Quello che invece balza agli occhi, fin dai tempi in cui furoreggiava nei cosiddetti Paesi d’oltrecortina l’utilizzo nelle donne di ormoni maschili e steroidi anabolizzanti, è che non sono pochi i soggetti, sostenuti dai loro entourage nazionali, che ci marciano su questa linea dell’indeterminatezza di genere, tale da far impallidire nella tomba il grande Werner Heinsemberg.
D’altro canto, forse pochi sanno che alle prime Olimpiadi della storia moderna, disputate ad Atene nel 1896, era stata inibita la partecipazione alle stesse donne, le quali, a partire dalla successiva edizione di Parigi del 1900, iniziarono con grande fatica e con molta pazienza ad allargare il proprio spazio, raggiungendo attualmente una sostanziale parità nel numero delle competizioni disputate tra i due sessi.

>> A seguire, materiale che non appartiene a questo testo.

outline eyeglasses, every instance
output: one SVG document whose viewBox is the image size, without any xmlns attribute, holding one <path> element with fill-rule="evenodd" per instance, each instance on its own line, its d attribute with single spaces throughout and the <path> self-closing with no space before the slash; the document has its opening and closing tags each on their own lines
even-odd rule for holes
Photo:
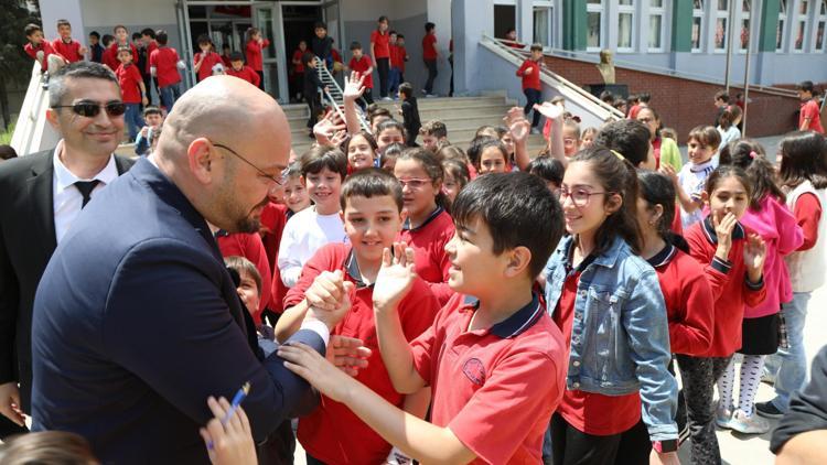
<svg viewBox="0 0 827 465">
<path fill-rule="evenodd" d="M 100 113 L 101 108 L 105 108 L 106 113 L 112 118 L 119 117 L 127 112 L 127 104 L 120 100 L 107 101 L 103 105 L 100 105 L 100 102 L 98 101 L 80 100 L 72 105 L 55 105 L 52 108 L 72 108 L 72 111 L 75 115 L 86 118 L 95 118 L 96 116 L 98 116 L 98 113 Z"/>
<path fill-rule="evenodd" d="M 399 184 L 401 184 L 402 187 L 408 186 L 412 190 L 422 188 L 426 184 L 430 184 L 430 180 L 423 180 L 421 177 L 406 177 L 406 179 L 399 179 Z"/>
<path fill-rule="evenodd" d="M 276 184 L 278 184 L 280 186 L 284 185 L 284 181 L 286 181 L 286 177 L 287 177 L 287 175 L 286 175 L 287 170 L 282 171 L 278 176 L 273 176 L 271 174 L 265 173 L 260 167 L 256 166 L 249 160 L 247 160 L 244 156 L 239 155 L 238 152 L 236 152 L 235 150 L 228 148 L 227 145 L 224 145 L 222 143 L 215 143 L 215 142 L 213 142 L 213 145 L 215 145 L 215 147 L 217 147 L 219 149 L 224 149 L 227 152 L 229 152 L 229 153 L 238 156 L 243 162 L 247 163 L 248 165 L 253 166 L 256 171 L 258 171 L 258 174 L 260 174 L 261 176 L 267 177 L 268 180 L 275 182 Z"/>
<path fill-rule="evenodd" d="M 566 198 L 571 197 L 571 202 L 577 207 L 584 207 L 589 205 L 589 199 L 592 195 L 613 195 L 614 192 L 589 192 L 582 188 L 578 188 L 574 191 L 569 191 L 566 187 L 560 187 L 555 191 L 555 195 L 557 195 L 557 198 L 560 199 L 560 203 L 562 204 L 566 202 Z"/>
</svg>

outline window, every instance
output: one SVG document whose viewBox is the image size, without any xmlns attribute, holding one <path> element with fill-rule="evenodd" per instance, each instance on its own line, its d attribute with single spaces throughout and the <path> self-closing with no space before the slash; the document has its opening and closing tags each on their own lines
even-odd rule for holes
<svg viewBox="0 0 827 465">
<path fill-rule="evenodd" d="M 702 51 L 704 0 L 695 0 L 692 7 L 692 52 Z"/>
<path fill-rule="evenodd" d="M 634 51 L 634 0 L 617 0 L 617 52 Z"/>
<path fill-rule="evenodd" d="M 750 48 L 750 10 L 751 0 L 741 1 L 741 35 L 739 36 L 739 50 L 747 52 Z"/>
<path fill-rule="evenodd" d="M 784 25 L 787 23 L 787 0 L 778 0 L 778 25 L 775 26 L 775 51 L 784 51 Z"/>
<path fill-rule="evenodd" d="M 603 47 L 603 1 L 588 0 L 586 4 L 586 50 L 600 52 Z"/>
<path fill-rule="evenodd" d="M 649 0 L 649 52 L 664 50 L 664 0 Z"/>
<path fill-rule="evenodd" d="M 718 0 L 715 9 L 715 50 L 727 50 L 727 22 L 729 21 L 729 0 Z"/>
<path fill-rule="evenodd" d="M 807 37 L 807 17 L 809 15 L 810 0 L 799 0 L 798 14 L 795 24 L 795 52 L 804 52 Z"/>
</svg>

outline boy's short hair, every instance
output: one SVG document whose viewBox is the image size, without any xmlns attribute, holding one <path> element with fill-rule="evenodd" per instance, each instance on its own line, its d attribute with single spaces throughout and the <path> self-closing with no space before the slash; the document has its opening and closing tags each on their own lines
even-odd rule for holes
<svg viewBox="0 0 827 465">
<path fill-rule="evenodd" d="M 621 119 L 605 125 L 594 138 L 594 145 L 620 152 L 637 167 L 648 159 L 651 137 L 649 128 L 641 121 Z"/>
<path fill-rule="evenodd" d="M 466 185 L 452 206 L 457 229 L 484 223 L 492 252 L 525 247 L 531 252 L 530 279 L 543 271 L 563 233 L 562 208 L 546 183 L 526 172 L 491 173 Z"/>
<path fill-rule="evenodd" d="M 37 31 L 43 32 L 43 30 L 37 24 L 34 24 L 34 23 L 29 23 L 25 25 L 25 29 L 23 29 L 23 32 L 25 33 L 26 37 L 34 34 Z"/>
<path fill-rule="evenodd" d="M 347 176 L 342 184 L 339 203 L 344 212 L 351 197 L 370 198 L 384 195 L 390 196 L 399 212 L 402 210 L 402 186 L 396 176 L 379 167 L 368 167 Z"/>
<path fill-rule="evenodd" d="M 238 273 L 238 280 L 241 280 L 241 274 L 249 274 L 250 278 L 253 278 L 253 281 L 256 282 L 256 290 L 258 291 L 258 296 L 261 296 L 261 273 L 258 272 L 258 269 L 255 264 L 253 264 L 251 261 L 247 260 L 245 257 L 239 256 L 229 256 L 224 258 L 224 264 L 229 268 L 230 270 L 234 270 L 236 273 Z M 258 309 L 250 309 L 250 310 L 258 310 Z"/>
<path fill-rule="evenodd" d="M 399 94 L 404 95 L 405 98 L 411 98 L 414 96 L 414 86 L 411 86 L 410 83 L 400 84 Z"/>
<path fill-rule="evenodd" d="M 448 137 L 448 128 L 445 127 L 445 123 L 438 120 L 438 119 L 431 119 L 425 122 L 421 128 L 419 128 L 419 133 L 422 136 L 433 136 L 437 139 L 442 139 Z"/>
<path fill-rule="evenodd" d="M 167 42 L 170 40 L 170 36 L 167 35 L 167 31 L 159 29 L 158 32 L 155 32 L 155 41 L 158 41 L 161 45 L 167 45 Z"/>
<path fill-rule="evenodd" d="M 566 173 L 566 167 L 559 160 L 544 155 L 537 156 L 528 163 L 528 172 L 559 186 L 562 184 L 562 175 Z"/>
<path fill-rule="evenodd" d="M 148 106 L 148 107 L 146 107 L 143 109 L 143 116 L 146 117 L 146 116 L 149 116 L 149 115 L 161 115 L 161 116 L 163 116 L 163 112 L 161 112 L 160 108 L 158 108 L 158 107 L 155 107 L 153 105 L 150 105 L 150 106 Z"/>
<path fill-rule="evenodd" d="M 339 173 L 344 181 L 347 176 L 347 156 L 335 147 L 319 145 L 302 153 L 301 175 L 305 179 L 308 174 L 316 174 L 323 169 Z"/>
</svg>

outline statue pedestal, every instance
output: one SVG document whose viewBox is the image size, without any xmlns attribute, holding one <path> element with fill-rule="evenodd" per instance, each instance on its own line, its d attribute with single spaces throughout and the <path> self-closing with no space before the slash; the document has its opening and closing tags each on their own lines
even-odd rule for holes
<svg viewBox="0 0 827 465">
<path fill-rule="evenodd" d="M 598 98 L 600 98 L 600 93 L 603 90 L 609 90 L 615 98 L 629 97 L 629 86 L 625 84 L 588 84 L 584 87 L 589 94 Z"/>
</svg>

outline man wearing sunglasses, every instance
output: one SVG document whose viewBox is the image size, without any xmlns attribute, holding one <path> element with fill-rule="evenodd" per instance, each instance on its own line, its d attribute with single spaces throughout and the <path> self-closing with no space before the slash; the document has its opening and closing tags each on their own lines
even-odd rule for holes
<svg viewBox="0 0 827 465">
<path fill-rule="evenodd" d="M 249 382 L 244 410 L 258 443 L 314 407 L 283 360 L 257 354 L 207 226 L 257 233 L 289 152 L 284 113 L 243 79 L 213 76 L 175 102 L 152 154 L 89 205 L 43 275 L 35 431 L 79 433 L 103 463 L 207 464 L 207 397 L 229 399 Z M 288 343 L 324 354 L 346 311 L 311 309 Z"/>
<path fill-rule="evenodd" d="M 49 95 L 57 147 L 0 165 L 0 413 L 21 426 L 31 412 L 37 282 L 80 209 L 132 164 L 112 155 L 123 137 L 123 104 L 110 71 L 73 63 L 52 76 Z"/>
</svg>

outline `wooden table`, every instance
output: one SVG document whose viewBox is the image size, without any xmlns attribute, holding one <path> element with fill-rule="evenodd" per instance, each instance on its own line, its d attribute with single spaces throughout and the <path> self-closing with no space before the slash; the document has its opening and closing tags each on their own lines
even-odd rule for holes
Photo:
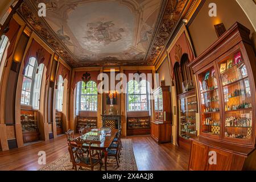
<svg viewBox="0 0 256 182">
<path fill-rule="evenodd" d="M 110 133 L 106 133 L 106 136 L 105 140 L 101 143 L 92 143 L 90 145 L 90 147 L 93 150 L 100 150 L 104 152 L 104 162 L 105 162 L 105 170 L 107 171 L 107 159 L 108 159 L 108 148 L 112 143 L 113 140 L 115 138 L 118 130 L 112 129 Z M 108 135 L 109 135 L 109 136 Z M 82 135 L 80 136 L 82 139 Z"/>
</svg>

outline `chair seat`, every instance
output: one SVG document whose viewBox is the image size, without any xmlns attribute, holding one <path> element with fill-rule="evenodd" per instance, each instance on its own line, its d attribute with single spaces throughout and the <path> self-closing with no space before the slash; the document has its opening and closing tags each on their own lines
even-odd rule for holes
<svg viewBox="0 0 256 182">
<path fill-rule="evenodd" d="M 109 146 L 110 148 L 117 148 L 117 144 L 112 143 Z"/>
<path fill-rule="evenodd" d="M 90 163 L 90 158 L 89 157 L 82 157 L 82 158 L 80 158 L 79 159 L 76 159 L 76 163 L 85 163 L 86 164 L 93 164 L 95 163 L 97 163 L 98 162 L 99 162 L 100 160 L 97 159 L 95 159 L 95 158 L 92 158 L 92 163 Z"/>
<path fill-rule="evenodd" d="M 110 149 L 108 150 L 108 156 L 115 156 L 116 153 L 117 153 L 116 150 L 110 150 Z M 104 153 L 104 152 L 102 152 L 101 153 L 101 157 L 104 157 L 104 155 L 105 155 L 105 153 Z"/>
</svg>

Ebbene, mi sembra di intravedere in questa confusa deriva che tende a mescolare i generi un inquietante punto di arrivo: una parità assoluta tra maschi, femmine e chiunque senta di appartenere ad una condizione per così dire fluida.
In pratica, abolendo qualsiasi distinzione si bloccherebbe sul nascere qualunque polemica, sebbene i maschi e i fluidi nati maschi forse ne ricaverebbero un indubbio vantaggio competitivo, a tutto svantaggio di chi ha avuto in dono dalla natura più grazia e meno potenza fisica. In questo modo ne gioverebbe pure la nostra sfortunata pugile Carini, che non verrebbe più messa alla gogna per essersi rifiutata di continuare a combattere contro una donna che picchiava forte come un uomo, magari pensando di preservare la proprio incolumità.
Prendendo a prestito un celebre detto di Stalin, secondo cui i problemi che gli creava qualcuno si risolvevano semplicemente eliminandolo, si potrebbe sostenere che azzerando anche nello sport ogni forma di differenziazione biologica, così come accade ad esempio nel mondo perfetto delle quote rosa, non esisterebbe più alcuna disputa sul sesso degli angeli.
D’altro canto, chi ha voluto la bicicletta della parità di genere a tutti i costi, infischiandosene dei diritti delle donne biologiche a non farsi surclassare alle Olimpiadi da soggetti intersessuali, a questo punto bisogna che pedali.